The last point worth a mention here (guess this write-up’s gonna be quicker than I thought) is that Conner and Cooke close out — well, almost close out — the book on a very curious note indeed : they show us the origin of The Comedian’s “smiley face” button, which yes, sounds like absolutely pointless fanwank of the highest order, and in the hands of J. Michael Straczynski certainly would be just that, but here, in the unlikely pages of Before Watchmen : Silk Spectre #3 (variant covers, as shown, by Conner and Mike and Laura Allred, respectively) of all places, it’s handled just about pitch-perfectly and maybe even threatens to be a little bit — dare I say it? — touching.

So, that’s where we’re at with three issues down and one to go here, which means that Silk Spectre will be the first of these mini-series to end. Conner and Cooke have a fair amount to tie up, and I’m fairly certain that a number of key points will be left dangling for the other series to pick up on, but at least it looks like we’re going to have a story that follows something like accepted linear plot progression here and not the kind of ducking-in-and-out-of-various-career-highlights-and-lowlights that we’re getting over in MinutemenNite Owl, and, most unforgivably given its rather auspicious (as far as any of these books go) start, Comedian. We’ve had some decently-handled character development mixed with an unexpected amount of high weirdness, all presented, I must say, with rather lush visuals from Ms. Conner, and so far this is the one BW title that has managed to surpass my (admittedly limited) expectations for it. Strange as it feels to even type these words, I find myself actually, and actively, looking forward to seeing how this one’s going to end.

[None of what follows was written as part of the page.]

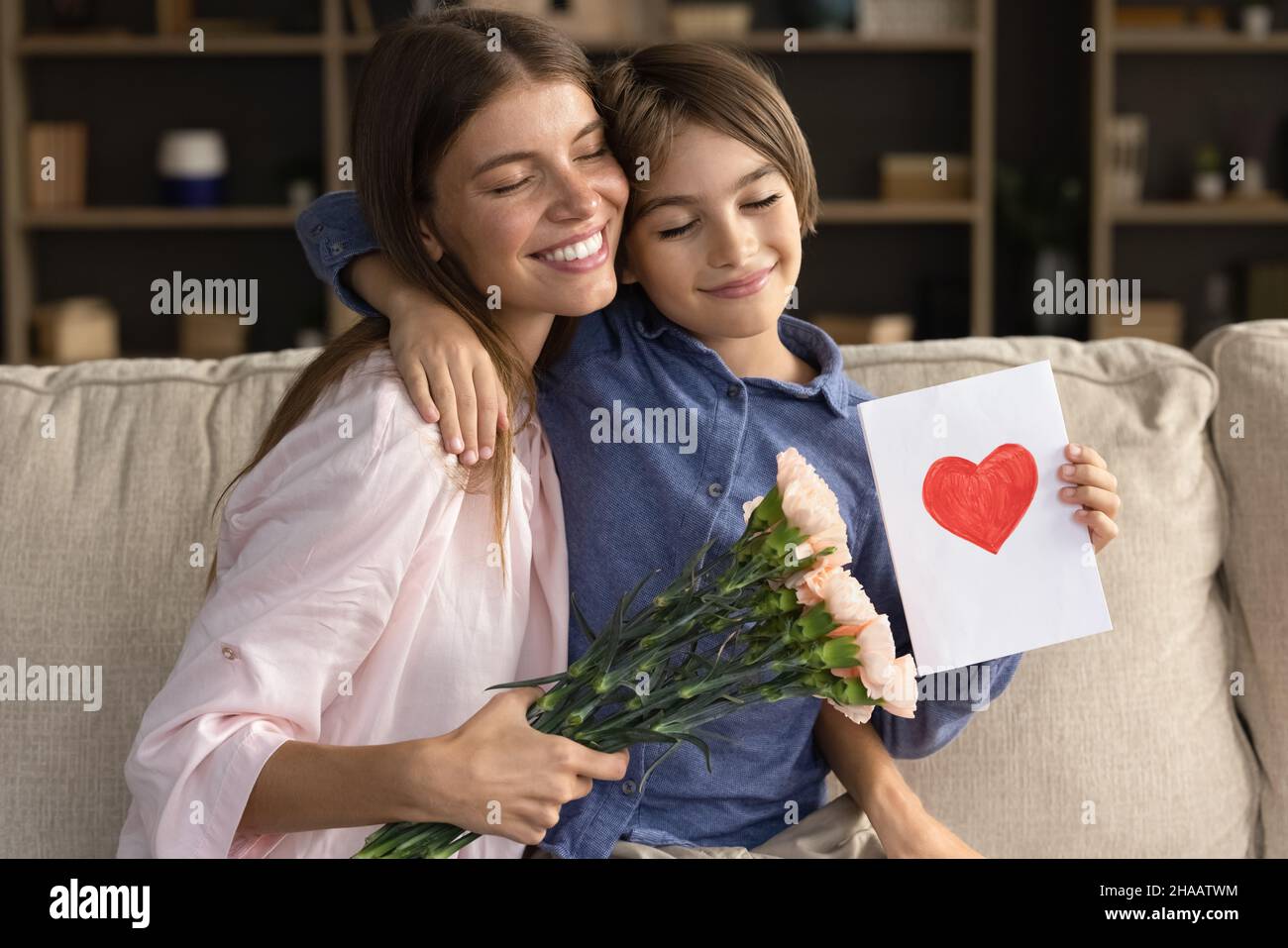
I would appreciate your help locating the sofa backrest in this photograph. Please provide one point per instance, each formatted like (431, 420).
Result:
(1249, 434)
(107, 478)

Which, of course, means that they’re probably going to end up fucking the whole thing up. But I guess a guy can dream.

Comments
  1. Aaron Babcock says:

    I felt exactly the same after reading this one. I couldn’t believe it, but I found myself actively wondering about the next issue and looking forward to it a bit. First BW title to cause me to feel that way (although I admit the unexpected ending to Dr. Manhattan #1 kinda did the same, albeit I’m more apprehensive than excited for that one at this point).

    • trashfilmguru says:

      I thought Dr. Manhattan #1 was the best single issue of any of the BW books, I just have no confidence whatsoever in Straczynski’s ability to do anything apart from fuck it all up somehow. To me the most interesting thing about Silk Sprectre, apart from its willingness to embrace the flat-out bizarre and near-satirical in terms of its central plot conceit, is the fact that it’s actually marginally historically accurate, in that the CIA (not Frank Sinatra) did in fact distribute a drug (regular-old LSD) in mass quantities in order to de-politicize and de-radicalize the emerging youth movement, and this book’s insinuation that Owsley, Leary(though he’s not mentioned by name) and the like were working for the government is pretty much accurate. They weren’t trying to turn all the kids into rabid consumers (directly), but they were looking to get them all tripping for a few years so they’d shut up and allow the powers that be to carry on their war without much resistance. This plan was only partially successful, of course, as the kids still found time to both protest the war and do plenty of acid, but if you’re wondering how so much high-quality LSD made it out onto the streets to be given away fro free, there’s your answer. Conner and Cooke (and I’m going to give most of the credit to Conner here since Cooke is showing in “Minutemen” that he’s not exactly a fountain of inspiration in terms of plot creativity and I think all he deserves credit for in this series is probably filling in the word balloons — the modern Stan Lee!) seem to be deliberately using over-the-top satire to get an actual point of historical and political importance past DC’s sure-to-be-too-gutless-to-address-said-point-directly editors (who, as you can tell, I have a major axe to grind with). Rant over.
      Oh, and isn’t it a shame that the Comedian is characterized so much better here than he is in his own book?